Poetry, in fact, is the foundation of most of Deren’s artistic endeavors, for it was poetry that would ultimately lead her to many of her most notable artistic outlets. The letter her 1941 resume derives from, in fact, was directed towards Katherine Dunham, a famous dancer, choreographer, and star of the touring Broadway musical Cabin in the Sky (Melton 417). Deren, using knowledge gathered from her familiarity with publishing companies, felt there was need for a children’s book on dance, and was intrigued by the possibilities of textually representing dance through poetry. “The text, as I see it,” she wrote in her proposal, “should be a sort of poem; the illustrations – simple drawings of poetry in motion (Melton 431).” She sought out Dunham not because of need for employment, but simply to further her own theories on art (Dunham was the subject of her proposal because Deren believed the woman had “an authentic anthropological knowledge of the dance”), and her extreme force of will in achieving such ends shines not only throughout the letter, but through what came next (Melton 431). Dunham agreed to assist Deren, and their partnership flowered, with Deren eventually gaining a previously nonexistent secretarial position with Dunham, touring together around the country and writing profusely about dance, anthropology, and, of course, poetry along the way (Melton 417).

Poetry would also serve as Deren’s gateway into the world of cinema. Meshes of the Afternoon followed her massive poetry-based thesis by only four years, and Jan Millsapps sees her first four films (Meshes, At Land, Study in Choreography for the Camera, and Ritual in Transfigured Time) as exemplifying “her debt to the Symbolist and Imagist poets she had studied (23).” There is a poetic rhythm to Deren’s early work, one derived from the very poets she idolized, and many of the ideas expressed in her graduate-level poetry are revisited and fleshed out once she begins using film (Millsapps 23). In 1955, Deren herself explained how frustrations with poetry led her to adopt film as her dominant artistic medium:   

...The reason that I had not been a very good poet was because actually my mind worked in images which I had been trying to translate or describe in words; therefore, when I undertook cinema, I was relieved of the false step of translating image into words, and could work directly so that it was not like discovering a new medium so much as finally coming home into a world whose vocabulary, syntax, grammar was my mother tongue (Millsapps 23, Deren 30).

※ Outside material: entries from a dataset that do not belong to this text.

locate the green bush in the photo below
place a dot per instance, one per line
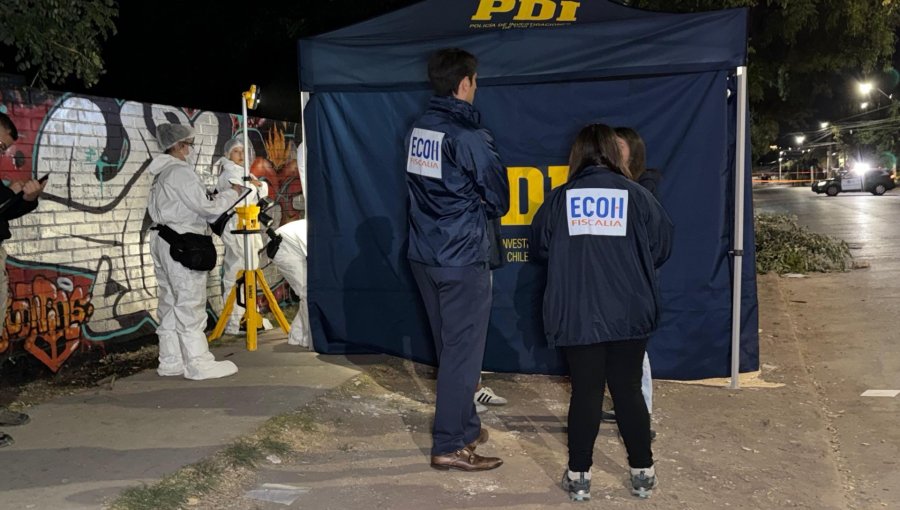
(784, 246)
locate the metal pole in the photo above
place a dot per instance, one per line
(740, 169)
(304, 99)
(246, 179)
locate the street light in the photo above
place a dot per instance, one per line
(866, 88)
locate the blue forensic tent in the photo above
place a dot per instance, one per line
(546, 68)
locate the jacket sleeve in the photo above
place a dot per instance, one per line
(478, 153)
(659, 231)
(541, 230)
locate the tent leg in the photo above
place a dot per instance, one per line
(738, 252)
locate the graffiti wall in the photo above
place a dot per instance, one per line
(81, 276)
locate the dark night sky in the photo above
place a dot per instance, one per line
(204, 53)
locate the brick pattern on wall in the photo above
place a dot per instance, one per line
(81, 276)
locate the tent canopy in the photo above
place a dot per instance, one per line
(546, 68)
(603, 40)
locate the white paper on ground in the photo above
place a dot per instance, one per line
(277, 493)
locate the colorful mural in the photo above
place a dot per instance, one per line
(80, 272)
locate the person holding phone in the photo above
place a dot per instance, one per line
(16, 200)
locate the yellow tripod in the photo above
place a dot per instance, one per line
(248, 280)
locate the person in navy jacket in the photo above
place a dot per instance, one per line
(602, 236)
(457, 184)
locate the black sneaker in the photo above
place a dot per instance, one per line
(12, 418)
(579, 490)
(643, 483)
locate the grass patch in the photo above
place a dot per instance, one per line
(783, 246)
(271, 445)
(172, 492)
(243, 454)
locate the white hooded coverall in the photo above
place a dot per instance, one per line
(234, 243)
(178, 199)
(290, 259)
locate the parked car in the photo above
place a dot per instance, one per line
(875, 181)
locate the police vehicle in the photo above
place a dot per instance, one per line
(875, 181)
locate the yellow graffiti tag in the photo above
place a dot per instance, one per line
(528, 10)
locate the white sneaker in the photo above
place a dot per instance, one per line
(210, 370)
(486, 396)
(170, 370)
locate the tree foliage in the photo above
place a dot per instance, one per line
(57, 39)
(797, 47)
(783, 246)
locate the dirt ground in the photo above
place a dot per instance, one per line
(788, 447)
(812, 443)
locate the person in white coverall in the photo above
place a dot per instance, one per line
(178, 199)
(290, 259)
(232, 172)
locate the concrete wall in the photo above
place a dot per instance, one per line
(81, 276)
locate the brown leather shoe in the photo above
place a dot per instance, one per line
(464, 460)
(481, 439)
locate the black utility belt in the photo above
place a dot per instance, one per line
(193, 251)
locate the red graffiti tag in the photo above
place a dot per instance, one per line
(47, 319)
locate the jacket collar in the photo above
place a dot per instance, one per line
(455, 107)
(592, 170)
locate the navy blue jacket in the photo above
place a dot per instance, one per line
(601, 281)
(456, 184)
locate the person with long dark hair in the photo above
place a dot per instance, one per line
(649, 178)
(602, 236)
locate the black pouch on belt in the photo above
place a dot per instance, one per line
(193, 251)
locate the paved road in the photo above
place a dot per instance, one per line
(867, 222)
(845, 327)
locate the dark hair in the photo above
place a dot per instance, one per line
(596, 145)
(6, 122)
(637, 162)
(447, 67)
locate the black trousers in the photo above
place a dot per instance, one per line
(458, 303)
(619, 365)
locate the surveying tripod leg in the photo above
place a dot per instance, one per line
(223, 318)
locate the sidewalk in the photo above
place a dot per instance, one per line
(81, 450)
(811, 444)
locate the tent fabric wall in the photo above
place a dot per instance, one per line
(362, 296)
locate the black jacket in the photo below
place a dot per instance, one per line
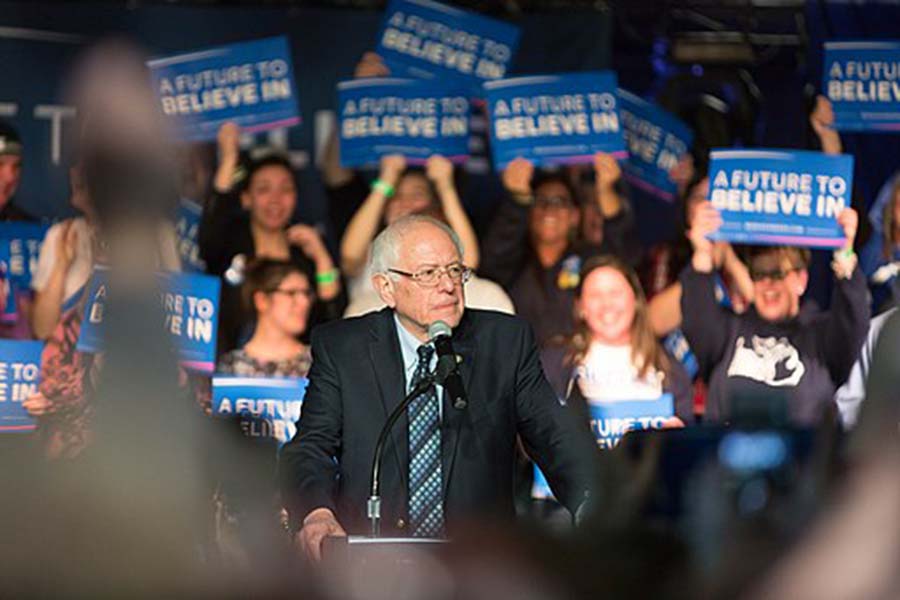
(356, 381)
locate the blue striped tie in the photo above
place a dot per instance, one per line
(426, 508)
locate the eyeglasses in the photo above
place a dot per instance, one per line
(430, 276)
(295, 295)
(773, 274)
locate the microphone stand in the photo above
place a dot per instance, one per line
(373, 506)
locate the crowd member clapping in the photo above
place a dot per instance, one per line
(256, 223)
(65, 261)
(614, 354)
(532, 248)
(777, 346)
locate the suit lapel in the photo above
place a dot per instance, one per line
(384, 352)
(463, 345)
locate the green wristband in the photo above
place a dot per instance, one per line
(329, 276)
(384, 187)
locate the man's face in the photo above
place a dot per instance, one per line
(424, 246)
(10, 173)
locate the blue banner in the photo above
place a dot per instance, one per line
(382, 116)
(656, 140)
(269, 407)
(862, 80)
(610, 420)
(20, 368)
(430, 40)
(187, 224)
(553, 119)
(779, 197)
(191, 308)
(250, 83)
(25, 241)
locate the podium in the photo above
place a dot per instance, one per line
(360, 549)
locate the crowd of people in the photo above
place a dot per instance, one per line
(724, 330)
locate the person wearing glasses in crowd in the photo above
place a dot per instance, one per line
(778, 346)
(444, 466)
(246, 500)
(532, 248)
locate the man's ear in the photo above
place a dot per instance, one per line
(384, 286)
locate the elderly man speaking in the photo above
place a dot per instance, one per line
(443, 465)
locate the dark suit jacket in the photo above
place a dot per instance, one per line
(356, 381)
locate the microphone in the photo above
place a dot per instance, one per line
(446, 372)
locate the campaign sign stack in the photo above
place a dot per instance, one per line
(430, 40)
(554, 119)
(656, 140)
(780, 197)
(187, 227)
(862, 80)
(250, 83)
(612, 419)
(20, 368)
(268, 407)
(191, 310)
(417, 119)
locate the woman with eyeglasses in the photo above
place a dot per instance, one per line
(247, 508)
(778, 349)
(280, 295)
(533, 250)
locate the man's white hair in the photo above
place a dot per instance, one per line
(386, 246)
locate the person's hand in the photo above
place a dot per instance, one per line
(37, 405)
(371, 65)
(66, 246)
(517, 177)
(848, 219)
(392, 166)
(318, 525)
(228, 139)
(440, 171)
(822, 121)
(309, 241)
(673, 423)
(706, 221)
(607, 170)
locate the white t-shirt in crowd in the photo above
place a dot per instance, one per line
(607, 374)
(82, 265)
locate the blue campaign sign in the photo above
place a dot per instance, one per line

Meshes of the Afternoon and At Land, the focus of this study, are obviously poetic in their construction and basic visual language. Stylistically, Meshes is built around a small set of images – two rooms, a staircase, a sidewalk, a flower, a key, a knife, a chair, two human figures, one inhuman figure, and a mirror – and repeats and rearranges these images in a circular, repetitive structure, just as how certain words or turns of phrases may recur, in increasingly varied textual contexts, over the course of a poem to alter and play with their initial meaning. At Land is not about recurrence, save for the very end (though it arguably echoes major visual motifs from Meshes at several points), but is still constructed and edited poetically, with imaginative, interconnected imagery and a strong sense of the intangible.

In any case, Deren’s path from poetry to filmmaking, and the works she would go on to create, is what would ultimately cement her artistic legend – a legend she herself was instrumental in propagating. Dating back to her grade school years, Deren was intent on shaping her own image through autobiographic writing, and even wrote highly positive statements on her own films when seeking distribution (Jackson 13, 36). Renata Jackson sees three reasons for this:

To chronicle her activities and successes in order to prove to her potential funding sources that she was worthy of receiving their financial aid; to save money by acting as her own publicity agent; and thereby to have a controlling hand in the image she wished to cultivate about herself and her films (13).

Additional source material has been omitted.